Emerging Europe’s technology and innovation scene is thriving: new money and new ideas are coming onto the market all the time. To keep you up to date with the latest investments, innovations, events and accelerators, each week Emerging Europe brings you a round-up of the region’s tech, investment and start-up news.
Latvia’s Trace.Space nabs 1.5 million euros pre-seed to build AI-fueled software for engineering product development
Latvian SaaS Trace.Space has raised 1.5 million euros in pre-seed funding to build AI-enabled, API-first software for complex engineering product development. It will provide industrial and automotive product manufacturers with AI-powered tools for managing 80 per cent of the product development lifecycle, helping them build and deliver new products to the market faster.
To date, this is the largest ideation stage investment raised by Baltic founders. The round was led by Fiedler Capital, with participation from Nebular, Tiny VC, Foreword VC, Microsoft’s former GM Charlie Songhurst, and Change Ventures. The funds will be used to grow the team and launch the first iteration of the product.
In a world with modern productivity tools, such as Slack, Miro, or Figma, real-world engineering projects still mainly run on outdated enterprise software with outdated UX, monolithic architecture, and hefty annual license fees. Trace.Space uses the most recent technologies to help engineering project management catch up with the modern rate of innovation.
The first iteration of the product is scheduled for launch in Q2 of 2023. The first functionality to be made available to users will be requirements management for engineering teams – the process of collecting, documenting, and validating requirements for the product being built. In many industries, this is mission-critical and requires special tooling, whereas this tooling often requires special training.
Trace.Space’s requirements management solution integrates the leading technologies, such as the GPT algorithm, from the start. This will help engineering teams document and revise requirements 10x faster, simplifying the burdening task and improving their engagement in requirements authoring. As a result, consumers can expect higher-quality products with shorter time-to-market.
“The tools used by engineering teams for requirements management are outdated, inconvenient, and cumbersome,” says Janis Vavere, Trace Space co-founder and CEO. “It’s a billion-dollar market that has been neglected because it’s invisible and unsexy, while software for later steps of product development has already advanced. Trace.Space will start with modernising the basics, requirements management, and eventually, plans to do the same with further steps of product development.”
Trace.Space was founded in 2022 by Vavere, Mikus Krams, and Karlis Broders. The founding team has a proven track record of building and scaling venture-backed B2B SaaS companies, including start-ups Chili Piper and Lokalise.
Polish hemp firm Kombinat Konopny raises one million euros through Crowdway
Kombinat Konopny, a Polish company growing and processing fibre hemp, has raised a further one million euros on Crowdway, a leading Polish equity crowdfunding (ECF) platform. It is the third time that the firm has used Crowdway to raise money.
Kombinat Konopny focuses on fiber hemp, legal throughout the European Union, from which it produces CBD oils as well as non-woven hemp fabrics, cosmetics or products for animals. The company’s founder and president, Maciej Kowalski, has more than 20 years of experience in the hemp business.

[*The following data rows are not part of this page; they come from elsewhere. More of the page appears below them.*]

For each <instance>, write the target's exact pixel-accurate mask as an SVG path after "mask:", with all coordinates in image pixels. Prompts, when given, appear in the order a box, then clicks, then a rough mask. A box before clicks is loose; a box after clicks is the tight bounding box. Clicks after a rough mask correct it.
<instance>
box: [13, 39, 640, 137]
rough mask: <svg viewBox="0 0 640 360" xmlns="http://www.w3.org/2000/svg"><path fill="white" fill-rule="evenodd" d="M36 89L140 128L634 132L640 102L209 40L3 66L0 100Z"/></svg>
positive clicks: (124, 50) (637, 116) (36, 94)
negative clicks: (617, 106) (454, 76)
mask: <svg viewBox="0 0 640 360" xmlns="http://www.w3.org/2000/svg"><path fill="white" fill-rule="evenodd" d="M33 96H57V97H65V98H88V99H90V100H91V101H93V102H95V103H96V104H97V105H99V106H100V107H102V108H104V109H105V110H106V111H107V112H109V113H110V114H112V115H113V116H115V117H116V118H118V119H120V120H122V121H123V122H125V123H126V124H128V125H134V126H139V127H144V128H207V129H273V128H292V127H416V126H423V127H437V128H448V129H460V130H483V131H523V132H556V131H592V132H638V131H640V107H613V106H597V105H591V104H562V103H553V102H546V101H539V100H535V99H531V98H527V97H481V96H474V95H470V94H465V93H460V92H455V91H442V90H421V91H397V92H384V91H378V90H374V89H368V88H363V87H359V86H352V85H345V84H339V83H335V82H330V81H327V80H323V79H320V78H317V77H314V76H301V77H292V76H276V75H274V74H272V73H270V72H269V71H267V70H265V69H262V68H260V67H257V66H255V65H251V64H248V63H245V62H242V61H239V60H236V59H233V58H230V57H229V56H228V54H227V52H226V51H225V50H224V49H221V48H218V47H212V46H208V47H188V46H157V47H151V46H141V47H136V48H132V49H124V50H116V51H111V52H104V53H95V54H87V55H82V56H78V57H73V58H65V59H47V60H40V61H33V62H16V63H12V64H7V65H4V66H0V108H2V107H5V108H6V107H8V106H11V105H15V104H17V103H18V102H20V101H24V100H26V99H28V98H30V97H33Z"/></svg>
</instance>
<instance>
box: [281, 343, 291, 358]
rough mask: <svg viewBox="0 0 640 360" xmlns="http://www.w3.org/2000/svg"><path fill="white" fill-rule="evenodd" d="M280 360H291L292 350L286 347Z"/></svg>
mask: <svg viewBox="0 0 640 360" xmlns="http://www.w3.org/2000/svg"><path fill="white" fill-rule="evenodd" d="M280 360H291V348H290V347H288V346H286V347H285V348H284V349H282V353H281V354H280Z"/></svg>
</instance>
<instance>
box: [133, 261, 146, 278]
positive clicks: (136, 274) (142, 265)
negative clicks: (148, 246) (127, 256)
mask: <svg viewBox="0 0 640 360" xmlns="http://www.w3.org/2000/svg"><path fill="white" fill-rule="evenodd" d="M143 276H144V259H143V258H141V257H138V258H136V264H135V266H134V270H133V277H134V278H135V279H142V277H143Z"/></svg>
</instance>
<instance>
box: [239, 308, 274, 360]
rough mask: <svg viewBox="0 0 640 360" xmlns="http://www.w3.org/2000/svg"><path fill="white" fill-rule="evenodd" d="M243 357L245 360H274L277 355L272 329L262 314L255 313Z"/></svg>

Kombinat Konopny will spend the money raised on a technological line for processing hemp fibre, as well as marketing to strengthen its position in the Polish market and sustain sales growth. The firm will also look to further develop its range of herbal products and expand warehousing.
“We intend to put even more emphasis on marketing and hope to be even more visible,” says Kowalski. “As for textiles, the second part of our business, more machines are already coming to us, and now we are focusing on organising employees and contracting raw materials from local farmers.”
Michal Stanek, vice president of Crowdway, says that the successful Kombinat Konopny campaign shows that the Polish crowdfunding market is now ready for an increase in funding limits to 2.5 million euros and then to five million euros. The current crowdfunding limit is one million euros.
“Although the deteriorating geopolitical and economic situation may slow down the dynamics of crowdinvesting campaigns, the ECF market still has very good prospects,” he says. “We expect that next year will bring new record-breaking issues thanks to the increased funding limit.”